Kurz: Vor Ihnen liegt eine Herkulesaufgabe, und damit Sie später als heldenhafter Bezwinger dieser Aufgabe in die britischen und europäischen Geschichtsbücher eingehen können, müssen Sie auch Heldenhaftes leisten. Wie soll sie funktionieren, diese Trennung nach über vierzig Jahren schwieriger, oft distanzierter, anstrengender und nervenaufreibender Beziehung? Ist es möglich, auf Augenhöhe respektvoll miteinander zu verhandeln, obwohl Großbritannien dem Traum vom gemeinsamen Wachsen einen so harten Dämpfer verpasst hat? Wie können Kollateralschäden eingegrenzt oder im besten Fall vermieden werden?

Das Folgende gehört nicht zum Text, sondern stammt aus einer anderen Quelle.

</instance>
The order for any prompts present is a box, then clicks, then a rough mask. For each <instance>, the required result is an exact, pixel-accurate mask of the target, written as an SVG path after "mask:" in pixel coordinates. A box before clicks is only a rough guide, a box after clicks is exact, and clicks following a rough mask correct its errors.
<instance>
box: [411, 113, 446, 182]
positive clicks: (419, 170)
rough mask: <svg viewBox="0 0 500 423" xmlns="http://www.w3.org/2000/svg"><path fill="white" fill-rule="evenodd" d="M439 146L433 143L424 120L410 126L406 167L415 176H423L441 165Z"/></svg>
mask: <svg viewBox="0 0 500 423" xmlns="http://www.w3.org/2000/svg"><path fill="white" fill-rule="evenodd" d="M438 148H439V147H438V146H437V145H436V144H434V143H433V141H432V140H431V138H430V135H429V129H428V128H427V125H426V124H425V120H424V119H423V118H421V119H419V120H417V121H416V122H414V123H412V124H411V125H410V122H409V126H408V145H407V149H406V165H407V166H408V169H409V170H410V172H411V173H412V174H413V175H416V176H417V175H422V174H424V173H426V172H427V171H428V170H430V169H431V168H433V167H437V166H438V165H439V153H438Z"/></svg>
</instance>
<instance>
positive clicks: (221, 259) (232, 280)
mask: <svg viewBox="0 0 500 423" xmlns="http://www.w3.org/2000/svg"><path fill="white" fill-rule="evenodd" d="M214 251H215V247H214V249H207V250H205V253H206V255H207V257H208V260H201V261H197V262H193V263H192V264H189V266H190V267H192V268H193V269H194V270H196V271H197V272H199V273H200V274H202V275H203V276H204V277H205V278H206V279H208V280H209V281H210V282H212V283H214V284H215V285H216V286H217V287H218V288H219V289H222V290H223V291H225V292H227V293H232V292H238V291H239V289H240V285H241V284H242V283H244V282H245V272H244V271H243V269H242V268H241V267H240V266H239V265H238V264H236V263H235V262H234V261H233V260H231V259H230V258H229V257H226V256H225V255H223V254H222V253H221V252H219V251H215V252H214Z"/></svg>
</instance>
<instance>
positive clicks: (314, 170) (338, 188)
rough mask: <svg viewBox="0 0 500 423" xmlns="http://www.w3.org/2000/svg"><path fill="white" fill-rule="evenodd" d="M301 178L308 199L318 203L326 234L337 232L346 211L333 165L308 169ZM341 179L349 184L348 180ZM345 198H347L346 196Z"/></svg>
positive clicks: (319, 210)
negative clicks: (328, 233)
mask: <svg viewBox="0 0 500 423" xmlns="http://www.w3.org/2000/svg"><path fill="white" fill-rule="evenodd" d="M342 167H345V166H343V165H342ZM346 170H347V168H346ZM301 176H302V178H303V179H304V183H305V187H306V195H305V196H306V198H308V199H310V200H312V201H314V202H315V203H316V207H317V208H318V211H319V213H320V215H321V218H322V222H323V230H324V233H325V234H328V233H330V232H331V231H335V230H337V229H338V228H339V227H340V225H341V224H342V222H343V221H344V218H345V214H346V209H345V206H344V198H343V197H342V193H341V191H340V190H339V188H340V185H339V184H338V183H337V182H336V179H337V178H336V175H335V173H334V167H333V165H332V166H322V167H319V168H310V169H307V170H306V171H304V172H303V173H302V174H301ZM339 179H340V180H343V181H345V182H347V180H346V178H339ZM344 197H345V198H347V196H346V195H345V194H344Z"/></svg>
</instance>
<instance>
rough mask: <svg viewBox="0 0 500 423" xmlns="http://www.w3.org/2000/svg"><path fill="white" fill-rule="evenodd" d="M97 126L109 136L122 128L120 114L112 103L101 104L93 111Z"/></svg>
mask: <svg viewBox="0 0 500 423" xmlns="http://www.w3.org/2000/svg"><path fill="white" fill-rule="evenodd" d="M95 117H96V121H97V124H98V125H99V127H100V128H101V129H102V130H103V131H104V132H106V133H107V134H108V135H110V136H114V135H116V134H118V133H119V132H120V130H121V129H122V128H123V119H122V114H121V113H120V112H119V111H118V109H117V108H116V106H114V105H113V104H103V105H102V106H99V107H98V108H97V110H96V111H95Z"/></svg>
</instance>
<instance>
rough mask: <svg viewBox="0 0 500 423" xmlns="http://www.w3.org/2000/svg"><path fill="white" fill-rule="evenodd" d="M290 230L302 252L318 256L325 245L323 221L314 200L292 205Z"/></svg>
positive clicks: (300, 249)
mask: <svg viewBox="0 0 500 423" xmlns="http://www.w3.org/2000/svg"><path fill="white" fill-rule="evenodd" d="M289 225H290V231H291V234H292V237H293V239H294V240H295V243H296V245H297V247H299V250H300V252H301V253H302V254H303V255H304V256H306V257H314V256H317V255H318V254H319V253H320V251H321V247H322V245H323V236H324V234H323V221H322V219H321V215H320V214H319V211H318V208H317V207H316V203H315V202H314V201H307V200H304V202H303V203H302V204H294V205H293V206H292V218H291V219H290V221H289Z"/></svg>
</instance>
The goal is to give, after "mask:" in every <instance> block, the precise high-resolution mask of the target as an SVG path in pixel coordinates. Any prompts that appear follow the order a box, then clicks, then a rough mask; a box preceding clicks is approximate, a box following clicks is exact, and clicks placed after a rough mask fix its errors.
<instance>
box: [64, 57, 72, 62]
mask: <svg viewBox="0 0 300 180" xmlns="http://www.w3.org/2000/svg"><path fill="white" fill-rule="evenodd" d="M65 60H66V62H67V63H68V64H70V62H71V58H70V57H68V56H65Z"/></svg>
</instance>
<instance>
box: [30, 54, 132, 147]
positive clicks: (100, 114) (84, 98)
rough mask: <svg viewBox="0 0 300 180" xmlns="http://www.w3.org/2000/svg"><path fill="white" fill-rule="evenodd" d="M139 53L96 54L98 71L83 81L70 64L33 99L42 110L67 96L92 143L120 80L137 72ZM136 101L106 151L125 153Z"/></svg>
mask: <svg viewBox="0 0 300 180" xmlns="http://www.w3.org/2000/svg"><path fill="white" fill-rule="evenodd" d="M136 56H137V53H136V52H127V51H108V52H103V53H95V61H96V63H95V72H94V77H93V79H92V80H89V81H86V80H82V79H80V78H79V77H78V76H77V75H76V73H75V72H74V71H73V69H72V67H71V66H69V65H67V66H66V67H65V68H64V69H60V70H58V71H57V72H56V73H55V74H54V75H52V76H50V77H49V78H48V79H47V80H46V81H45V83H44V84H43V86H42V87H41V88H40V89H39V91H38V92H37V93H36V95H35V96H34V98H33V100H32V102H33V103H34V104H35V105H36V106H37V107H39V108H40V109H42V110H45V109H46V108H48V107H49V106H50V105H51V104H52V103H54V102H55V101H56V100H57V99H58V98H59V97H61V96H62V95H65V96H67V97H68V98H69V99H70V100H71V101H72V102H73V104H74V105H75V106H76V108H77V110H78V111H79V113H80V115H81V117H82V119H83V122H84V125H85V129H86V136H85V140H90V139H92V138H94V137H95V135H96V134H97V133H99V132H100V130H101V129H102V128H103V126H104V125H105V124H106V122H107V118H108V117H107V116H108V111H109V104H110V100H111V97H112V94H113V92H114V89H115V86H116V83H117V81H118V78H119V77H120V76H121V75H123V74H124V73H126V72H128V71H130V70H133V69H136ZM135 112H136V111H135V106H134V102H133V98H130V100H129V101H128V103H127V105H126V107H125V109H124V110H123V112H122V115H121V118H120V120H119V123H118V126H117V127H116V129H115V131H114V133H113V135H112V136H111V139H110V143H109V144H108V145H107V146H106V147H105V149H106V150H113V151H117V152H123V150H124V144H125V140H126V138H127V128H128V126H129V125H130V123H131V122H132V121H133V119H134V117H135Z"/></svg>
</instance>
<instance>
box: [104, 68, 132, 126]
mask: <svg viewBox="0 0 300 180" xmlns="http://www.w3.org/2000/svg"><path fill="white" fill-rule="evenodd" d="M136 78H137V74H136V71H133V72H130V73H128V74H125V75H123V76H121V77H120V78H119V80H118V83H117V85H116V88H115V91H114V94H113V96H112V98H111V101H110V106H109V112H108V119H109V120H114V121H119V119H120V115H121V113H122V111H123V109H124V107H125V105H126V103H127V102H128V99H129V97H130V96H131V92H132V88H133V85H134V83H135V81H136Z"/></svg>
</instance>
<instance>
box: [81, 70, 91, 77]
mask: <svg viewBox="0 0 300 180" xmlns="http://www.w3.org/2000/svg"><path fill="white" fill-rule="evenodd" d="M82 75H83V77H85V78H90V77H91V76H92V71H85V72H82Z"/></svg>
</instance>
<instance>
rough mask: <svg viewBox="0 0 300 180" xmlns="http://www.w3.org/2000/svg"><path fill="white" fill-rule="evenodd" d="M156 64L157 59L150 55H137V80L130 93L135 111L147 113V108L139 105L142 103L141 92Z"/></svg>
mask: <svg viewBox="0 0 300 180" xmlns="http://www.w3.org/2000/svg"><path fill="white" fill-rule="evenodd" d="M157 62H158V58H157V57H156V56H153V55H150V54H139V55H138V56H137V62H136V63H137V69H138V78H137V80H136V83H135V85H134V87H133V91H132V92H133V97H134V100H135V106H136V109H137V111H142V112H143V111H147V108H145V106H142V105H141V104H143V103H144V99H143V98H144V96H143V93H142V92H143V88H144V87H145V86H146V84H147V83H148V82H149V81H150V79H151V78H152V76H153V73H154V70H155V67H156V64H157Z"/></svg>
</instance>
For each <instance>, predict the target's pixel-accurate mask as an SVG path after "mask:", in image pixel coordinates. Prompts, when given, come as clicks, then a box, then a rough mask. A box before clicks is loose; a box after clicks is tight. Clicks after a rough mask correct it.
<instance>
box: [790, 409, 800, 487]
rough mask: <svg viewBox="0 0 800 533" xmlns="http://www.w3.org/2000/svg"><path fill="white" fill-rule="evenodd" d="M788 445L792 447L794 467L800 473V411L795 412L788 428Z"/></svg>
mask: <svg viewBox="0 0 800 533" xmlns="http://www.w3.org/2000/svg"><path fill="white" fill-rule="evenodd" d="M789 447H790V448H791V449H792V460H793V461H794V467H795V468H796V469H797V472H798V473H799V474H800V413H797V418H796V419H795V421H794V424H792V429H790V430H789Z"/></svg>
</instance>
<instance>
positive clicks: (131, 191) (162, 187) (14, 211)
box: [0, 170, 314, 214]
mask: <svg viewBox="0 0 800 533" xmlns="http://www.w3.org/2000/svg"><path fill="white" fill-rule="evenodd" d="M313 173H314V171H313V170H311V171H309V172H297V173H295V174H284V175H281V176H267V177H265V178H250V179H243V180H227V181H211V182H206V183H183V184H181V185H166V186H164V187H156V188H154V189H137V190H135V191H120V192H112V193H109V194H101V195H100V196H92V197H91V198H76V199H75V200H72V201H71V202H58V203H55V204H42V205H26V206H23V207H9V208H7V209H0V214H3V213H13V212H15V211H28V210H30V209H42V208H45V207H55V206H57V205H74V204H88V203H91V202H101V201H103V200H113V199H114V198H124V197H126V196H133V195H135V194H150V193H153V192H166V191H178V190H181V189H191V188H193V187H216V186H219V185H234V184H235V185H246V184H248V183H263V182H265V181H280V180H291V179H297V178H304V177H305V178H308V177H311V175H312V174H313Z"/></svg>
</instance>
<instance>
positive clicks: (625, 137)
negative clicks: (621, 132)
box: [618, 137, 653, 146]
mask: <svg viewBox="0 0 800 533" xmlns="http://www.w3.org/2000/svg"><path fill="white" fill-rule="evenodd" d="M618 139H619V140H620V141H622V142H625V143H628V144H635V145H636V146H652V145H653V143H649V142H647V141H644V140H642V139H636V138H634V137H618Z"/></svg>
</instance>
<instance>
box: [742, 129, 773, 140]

Robert Schuman, einer der Gründungsväter der Europäischen Union, nannte in seiner berühmten „Rede im Uhrensaal“ die Schaffung von tatsächlicher Solidarität das zentrale Element für europäische Integration. Auch wenn es sicher nicht im Sinne Schumanns wäre, lässt sich dieser Gedanke auch passend auf europäische Desintegration anwenden, wie sie die Union gerade zum ersten Mal in ihrer Geschichte erlebt. Wie beim Zueinander-Finden geht es auch beim Voneinander-Finden darum, einen Kompromiss zu finden, mit dem beide nicht nur leben können, sondern den sie mittragen. Deshalb sollte es Ihnen als Scheidungsanwalt Großbritanniens nicht darum gehen, der EU so viele schmerzhafte Zugeständnisse wie nur möglich abzuringen und sie regelrecht ausbluten zu lassen, während sich Großbritannien im Ruhm seiner vermeintlichen Verhandlungserfolge sonnt und auf einen zerbrochenen Ex-Partner herabsieht. Viel eher muss es Ihr Ziel sein, ein Konzept zu entwickeln, auf dessen Basis Großbritannien und die EU zwar nicht mehr eng umschlungen, aber immer als gleichberechtigte Partner nebeneinander herlaufen können. In den vierzig Jahren enger Beziehung haben sich Großbritannien und die EU derart aufeinander eingestellt, dass komplette Funkstille für beide erheblich Nachteile, vor allem in Hinblick auf die wirtschaftliche Situation, bringen würde.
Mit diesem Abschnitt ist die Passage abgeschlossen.